KarenA · October 21, 2019, 12:01am

Looking at all the comments not so simple… maybe best with 4+cores not to consider hyperthreading!

Karen

Michel_Bujardet · October 21, 2019, 8:44am

Forgive my old timer thinking, but there may be another bottleneck to consider with intensive file swapping/copying : the bus itself. Admitting the buffer used for copying files is well dimensioned, the bus itself has a finite throughput. And since copying files, as far as I understand, necessarily goes through memory, there lies a potential huge traffic jam.

I don’t know if it is possible to assign a different buffer size for shell copying, but that could be worth exploring.

It seems possible here:
https://duckduckgo.com/?q=command+prompt+copy+buffer+size&ia=web

Perry_Paolantonio · October 21, 2019, 12:09pm

We’re not copying files though, just running the hash - so wouldn’t that be a function of the md5 tool and not the shell?
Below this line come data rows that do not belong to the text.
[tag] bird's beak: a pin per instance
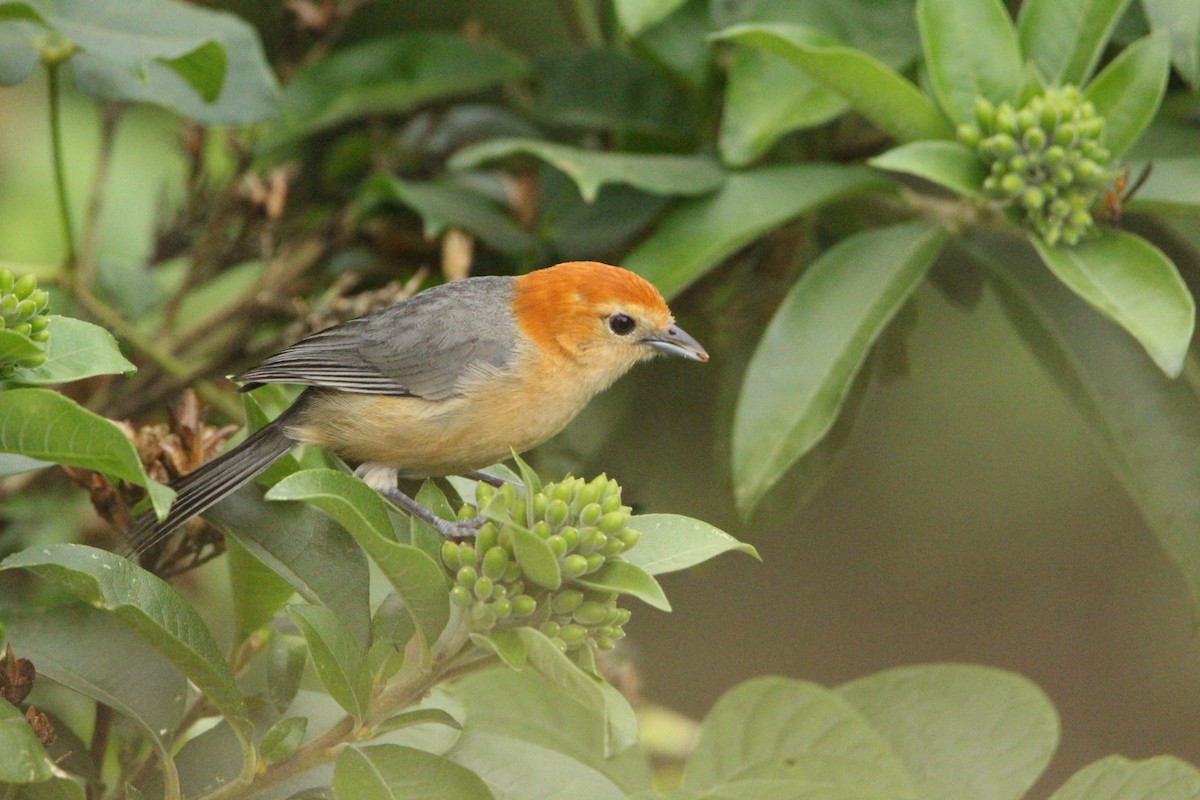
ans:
(676, 341)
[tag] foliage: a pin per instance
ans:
(833, 154)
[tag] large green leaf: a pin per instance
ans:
(77, 349)
(447, 203)
(203, 64)
(877, 91)
(48, 426)
(592, 169)
(671, 542)
(1116, 777)
(336, 655)
(517, 769)
(151, 609)
(396, 773)
(1066, 37)
(390, 74)
(699, 233)
(1146, 426)
(787, 731)
(24, 758)
(415, 577)
(519, 704)
(971, 50)
(964, 732)
(1181, 22)
(1134, 284)
(807, 360)
(951, 164)
(311, 552)
(1128, 91)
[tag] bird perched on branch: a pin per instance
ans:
(445, 382)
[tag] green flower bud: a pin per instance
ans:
(25, 286)
(589, 613)
(567, 601)
(556, 512)
(450, 555)
(496, 561)
(985, 113)
(523, 606)
(483, 617)
(1035, 138)
(573, 635)
(574, 565)
(591, 513)
(969, 134)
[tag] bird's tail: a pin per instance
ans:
(211, 482)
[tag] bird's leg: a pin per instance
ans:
(383, 480)
(491, 480)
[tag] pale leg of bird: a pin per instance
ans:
(383, 480)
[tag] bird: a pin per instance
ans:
(447, 382)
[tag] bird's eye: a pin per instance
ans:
(622, 324)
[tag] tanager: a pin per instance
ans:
(447, 382)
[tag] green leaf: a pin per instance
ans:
(697, 234)
(390, 74)
(1134, 284)
(47, 426)
(151, 609)
(15, 347)
(971, 50)
(774, 728)
(1146, 426)
(1116, 777)
(671, 542)
(203, 64)
(1066, 37)
(592, 169)
(627, 578)
(1173, 187)
(951, 164)
(336, 655)
(767, 96)
(1181, 22)
(415, 577)
(258, 593)
(874, 89)
(513, 768)
(76, 349)
(418, 716)
(390, 773)
(1128, 91)
(636, 16)
(807, 360)
(91, 653)
(305, 547)
(283, 738)
(445, 203)
(24, 758)
(507, 645)
(517, 704)
(964, 732)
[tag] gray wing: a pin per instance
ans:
(419, 347)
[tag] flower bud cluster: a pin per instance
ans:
(583, 524)
(23, 311)
(1045, 158)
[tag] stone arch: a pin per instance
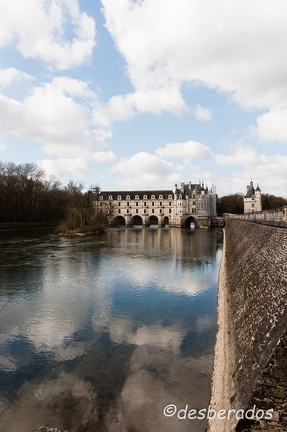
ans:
(153, 220)
(119, 221)
(137, 220)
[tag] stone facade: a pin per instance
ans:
(252, 199)
(190, 203)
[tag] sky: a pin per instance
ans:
(146, 94)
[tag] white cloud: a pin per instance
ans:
(39, 30)
(57, 114)
(10, 75)
(77, 167)
(203, 114)
(125, 107)
(272, 126)
(189, 149)
(104, 156)
(237, 47)
(144, 170)
(249, 163)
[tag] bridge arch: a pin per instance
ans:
(153, 220)
(119, 221)
(190, 222)
(137, 220)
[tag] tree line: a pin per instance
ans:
(26, 195)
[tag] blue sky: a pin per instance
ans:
(143, 94)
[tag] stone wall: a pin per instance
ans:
(270, 393)
(256, 291)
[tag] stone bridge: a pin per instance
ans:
(250, 361)
(276, 216)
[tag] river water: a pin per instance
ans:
(102, 333)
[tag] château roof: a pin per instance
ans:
(132, 194)
(251, 191)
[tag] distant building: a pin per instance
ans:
(191, 203)
(252, 199)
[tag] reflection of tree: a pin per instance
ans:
(230, 204)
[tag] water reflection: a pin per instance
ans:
(101, 333)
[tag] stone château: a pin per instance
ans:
(188, 204)
(252, 199)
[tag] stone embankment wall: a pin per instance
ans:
(254, 288)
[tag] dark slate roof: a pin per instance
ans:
(188, 191)
(132, 194)
(251, 191)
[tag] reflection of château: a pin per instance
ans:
(191, 203)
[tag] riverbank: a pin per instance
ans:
(26, 225)
(222, 391)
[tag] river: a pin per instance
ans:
(100, 334)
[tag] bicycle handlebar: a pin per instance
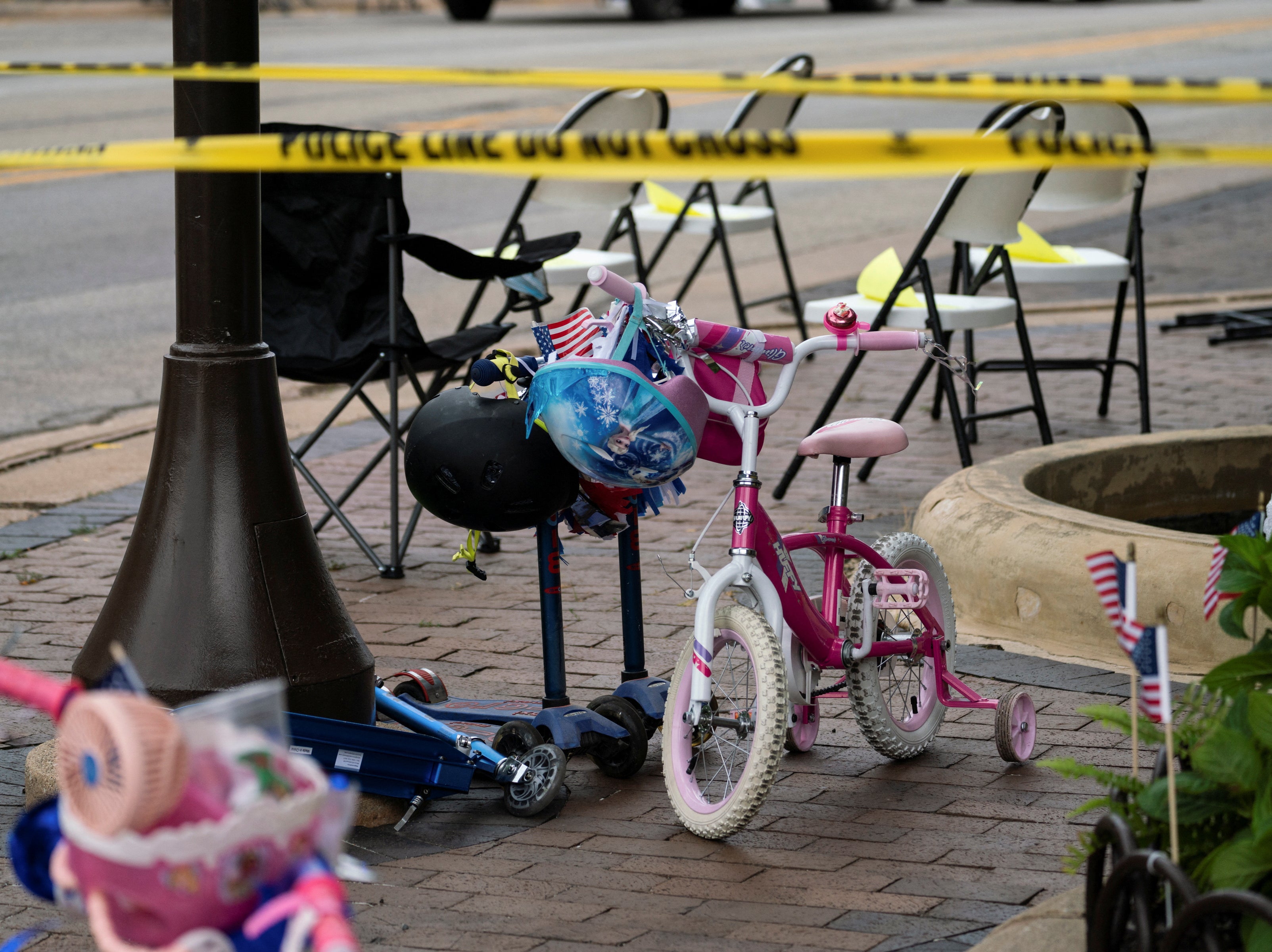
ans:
(855, 342)
(890, 341)
(614, 285)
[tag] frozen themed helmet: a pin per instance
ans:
(615, 425)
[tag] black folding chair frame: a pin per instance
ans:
(916, 272)
(705, 190)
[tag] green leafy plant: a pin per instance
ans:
(1224, 743)
(1248, 575)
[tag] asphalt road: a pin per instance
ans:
(87, 260)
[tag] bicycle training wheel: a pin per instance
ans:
(719, 773)
(895, 697)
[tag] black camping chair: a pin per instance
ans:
(597, 112)
(334, 313)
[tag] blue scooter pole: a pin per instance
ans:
(629, 594)
(550, 616)
(485, 757)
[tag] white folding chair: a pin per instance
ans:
(758, 111)
(598, 112)
(1073, 190)
(976, 209)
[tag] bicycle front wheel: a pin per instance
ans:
(719, 773)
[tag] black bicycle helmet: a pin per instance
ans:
(470, 463)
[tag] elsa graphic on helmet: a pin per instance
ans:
(619, 445)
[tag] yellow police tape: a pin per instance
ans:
(946, 86)
(631, 155)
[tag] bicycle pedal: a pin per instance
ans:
(910, 593)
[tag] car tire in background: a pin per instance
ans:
(859, 6)
(468, 10)
(709, 8)
(657, 10)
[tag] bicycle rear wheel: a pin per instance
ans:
(719, 773)
(895, 697)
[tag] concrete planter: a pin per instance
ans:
(1013, 534)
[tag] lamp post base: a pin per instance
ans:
(223, 581)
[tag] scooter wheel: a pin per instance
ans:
(542, 782)
(1015, 726)
(516, 737)
(410, 690)
(620, 757)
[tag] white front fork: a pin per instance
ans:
(741, 571)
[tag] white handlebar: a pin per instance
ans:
(827, 342)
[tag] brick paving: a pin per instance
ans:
(852, 851)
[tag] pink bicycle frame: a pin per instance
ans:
(818, 632)
(756, 543)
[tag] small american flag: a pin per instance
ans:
(570, 337)
(1150, 660)
(1108, 574)
(1211, 598)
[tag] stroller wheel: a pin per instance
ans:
(516, 739)
(620, 757)
(542, 782)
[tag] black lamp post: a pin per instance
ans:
(223, 581)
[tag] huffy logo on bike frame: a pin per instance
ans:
(784, 561)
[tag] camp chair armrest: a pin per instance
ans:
(468, 344)
(459, 262)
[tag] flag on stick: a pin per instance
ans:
(1115, 584)
(1151, 659)
(1253, 527)
(572, 336)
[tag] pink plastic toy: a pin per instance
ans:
(171, 826)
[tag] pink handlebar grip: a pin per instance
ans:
(612, 284)
(33, 690)
(890, 341)
(747, 344)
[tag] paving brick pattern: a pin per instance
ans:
(852, 851)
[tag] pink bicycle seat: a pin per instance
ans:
(859, 438)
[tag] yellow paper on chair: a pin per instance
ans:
(879, 276)
(668, 201)
(1034, 247)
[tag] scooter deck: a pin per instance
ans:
(566, 726)
(382, 760)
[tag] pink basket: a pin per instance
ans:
(720, 441)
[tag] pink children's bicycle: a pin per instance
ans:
(747, 684)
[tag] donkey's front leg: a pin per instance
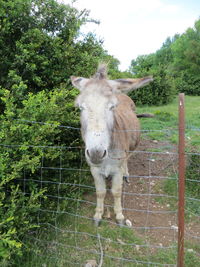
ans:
(100, 185)
(117, 193)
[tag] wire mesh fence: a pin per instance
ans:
(67, 236)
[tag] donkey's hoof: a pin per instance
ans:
(97, 222)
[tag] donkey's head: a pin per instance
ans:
(97, 101)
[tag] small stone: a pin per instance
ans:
(175, 227)
(120, 241)
(137, 247)
(107, 213)
(91, 263)
(128, 223)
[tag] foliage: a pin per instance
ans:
(40, 47)
(175, 68)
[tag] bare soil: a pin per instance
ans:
(146, 205)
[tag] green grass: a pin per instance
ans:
(58, 247)
(166, 120)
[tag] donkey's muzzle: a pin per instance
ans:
(96, 156)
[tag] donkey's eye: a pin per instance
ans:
(82, 106)
(111, 106)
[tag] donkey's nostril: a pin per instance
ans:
(87, 151)
(104, 154)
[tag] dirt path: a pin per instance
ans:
(152, 212)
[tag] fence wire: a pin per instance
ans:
(149, 201)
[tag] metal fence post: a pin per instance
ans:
(181, 183)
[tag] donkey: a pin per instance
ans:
(110, 130)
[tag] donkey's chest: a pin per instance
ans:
(110, 167)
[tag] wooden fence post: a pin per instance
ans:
(181, 183)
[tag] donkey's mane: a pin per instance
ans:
(101, 73)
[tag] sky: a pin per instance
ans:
(131, 28)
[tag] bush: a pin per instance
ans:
(26, 147)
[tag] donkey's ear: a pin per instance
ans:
(79, 82)
(127, 85)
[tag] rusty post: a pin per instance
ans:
(181, 183)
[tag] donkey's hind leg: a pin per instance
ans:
(117, 182)
(100, 185)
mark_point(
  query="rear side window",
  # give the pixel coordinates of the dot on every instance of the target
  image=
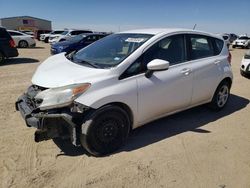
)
(57, 32)
(201, 47)
(4, 34)
(219, 45)
(14, 33)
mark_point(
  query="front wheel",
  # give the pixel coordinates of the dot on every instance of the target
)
(23, 44)
(105, 130)
(1, 57)
(221, 96)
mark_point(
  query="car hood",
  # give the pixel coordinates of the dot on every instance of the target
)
(241, 40)
(56, 35)
(63, 43)
(58, 71)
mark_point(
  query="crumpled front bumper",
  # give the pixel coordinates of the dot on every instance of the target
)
(50, 124)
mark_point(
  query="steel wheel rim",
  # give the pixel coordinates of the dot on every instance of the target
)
(23, 44)
(108, 132)
(222, 96)
(1, 57)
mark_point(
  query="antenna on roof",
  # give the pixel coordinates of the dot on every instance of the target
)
(194, 26)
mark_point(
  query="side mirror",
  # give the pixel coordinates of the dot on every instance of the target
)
(156, 65)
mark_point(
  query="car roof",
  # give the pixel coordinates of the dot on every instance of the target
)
(157, 31)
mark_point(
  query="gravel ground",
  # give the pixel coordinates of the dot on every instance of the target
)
(195, 148)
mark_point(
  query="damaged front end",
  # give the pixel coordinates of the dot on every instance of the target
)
(63, 122)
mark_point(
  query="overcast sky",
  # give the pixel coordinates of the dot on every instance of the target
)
(213, 16)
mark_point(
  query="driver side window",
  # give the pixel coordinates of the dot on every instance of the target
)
(171, 49)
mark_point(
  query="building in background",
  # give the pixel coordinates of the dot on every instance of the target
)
(25, 23)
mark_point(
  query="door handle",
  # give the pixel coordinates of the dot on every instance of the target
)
(217, 62)
(186, 71)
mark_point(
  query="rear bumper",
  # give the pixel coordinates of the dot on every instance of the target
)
(50, 124)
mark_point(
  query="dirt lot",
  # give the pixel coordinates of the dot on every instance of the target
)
(195, 148)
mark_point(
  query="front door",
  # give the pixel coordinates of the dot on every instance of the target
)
(165, 91)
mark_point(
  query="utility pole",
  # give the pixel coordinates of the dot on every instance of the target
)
(194, 26)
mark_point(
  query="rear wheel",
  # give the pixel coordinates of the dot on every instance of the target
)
(221, 96)
(105, 130)
(23, 44)
(2, 58)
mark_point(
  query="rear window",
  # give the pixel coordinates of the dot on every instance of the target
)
(247, 55)
(201, 47)
(219, 45)
(225, 37)
(4, 34)
(244, 38)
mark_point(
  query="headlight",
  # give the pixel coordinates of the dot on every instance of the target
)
(62, 47)
(60, 97)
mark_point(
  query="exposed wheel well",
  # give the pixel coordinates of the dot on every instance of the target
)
(2, 53)
(22, 41)
(228, 80)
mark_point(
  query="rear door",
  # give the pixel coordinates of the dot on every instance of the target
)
(165, 91)
(205, 63)
(4, 41)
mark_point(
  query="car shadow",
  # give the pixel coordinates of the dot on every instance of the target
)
(67, 148)
(20, 60)
(190, 120)
(36, 47)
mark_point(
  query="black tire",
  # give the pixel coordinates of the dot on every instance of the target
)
(105, 130)
(23, 44)
(46, 40)
(220, 97)
(2, 58)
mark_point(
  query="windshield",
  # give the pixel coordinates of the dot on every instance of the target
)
(244, 38)
(64, 33)
(77, 38)
(110, 51)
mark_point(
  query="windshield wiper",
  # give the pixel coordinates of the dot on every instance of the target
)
(86, 62)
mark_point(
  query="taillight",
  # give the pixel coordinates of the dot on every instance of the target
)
(229, 58)
(12, 43)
Files are moved into a subfolder at one point in the process before hashing begins, but this only takes a split second even on a very large file set.

Michel_Bujardet · October 21, 2019, 7:31pm

At any rate you need to load them, in order to hash.

Kem_Tekinay · October 22, 2019, 6:21am

I ran a quick test on a large file (about 1.1 GB) using md5 in a shell vs. reading chunks at a time through MD5Digest and MD5DigestMBS. md5 took about 3s to process the file, the native MD5Digest about 3.5s, and the MBS version about 2.3 seconds. A way for you to speed this up might be to a write your own md5 utility around MD5DigestMBS and call that from your app.

Perry_Paolantonio · October 22, 2019, 3:33pm

I’m running a test right now (still using the mac’s built-in md5) on a 6-core 3.3GHZ Xeon Macpro (5,1 cheese grater) with a 10Gb connection to the network. Performance is blowing my iMac’s 6-core i7 out of the water. Granted many of the files I’m running right now are small (metadata sidecar files as well as some TIFs), but it’s done almost 25,000 of them in less than 10 minutes with 4 concurrent MD5 instances.

Because this has the same network speed as my iMac (same SAN volume, 10GbE connection), that’s pointing to either the increased power of the Xeon (even though it’s many years older than the i7-based iMac, or the bus speed of the MacPro). Could also be memory, since that machine has 28GB, and the iMac has 8. In any case, we have plenty of beefy MacPros that are only used some of the time, so this bodes well for cranking through lots of files quickly.

I’m running a batch that has 433,000 files and it’s just cutting through it like butter.

Kem_Tekinay · October 22, 2019, 3:35pm

Sounds like a case to use a distributed processing system across multiple unused or lightly-used machines.

Perry_Paolantonio · October 22, 2019, 3:42pm

Funny you should mention that: I was sitting in bed at 2:00 AM after my kid woke me up thinking exactly this, for the next app.

We’re building a film scanner from scratch and it works with ridiculously high res images (14k x 9x pixels). Each color channel is scanned separately using a monochrome camera and appropriately colored light, to create three B/W images representing R, G, and B. And each of those is made using PixelShift, which itself is 9 separate images stitched into a single composite frame. So for each frame of color film, there are a minimum of 27 images. If we do two flash HDR processing (same thing but with exposures for shadows and highlights, combined into a single imge), it’s double that, three flash (shadows, mids, highs) is triple.

The camera isn’t particularly fast and on a single machine I was thinking we’d be lucky if we can get around 2-3 Seconds/Frame (not frames per second, other way around), but it might be better to have a bank of simple computers (old blade servers maybe) inside the scanner chassis that are wired together with some kind of high speed interconnect like 40GbE ethernet or Infiniband, and just have each computer dedicated to processing a channel, with a fourth to handle recombining them into a color image.

So it might be time to learn how to do that too!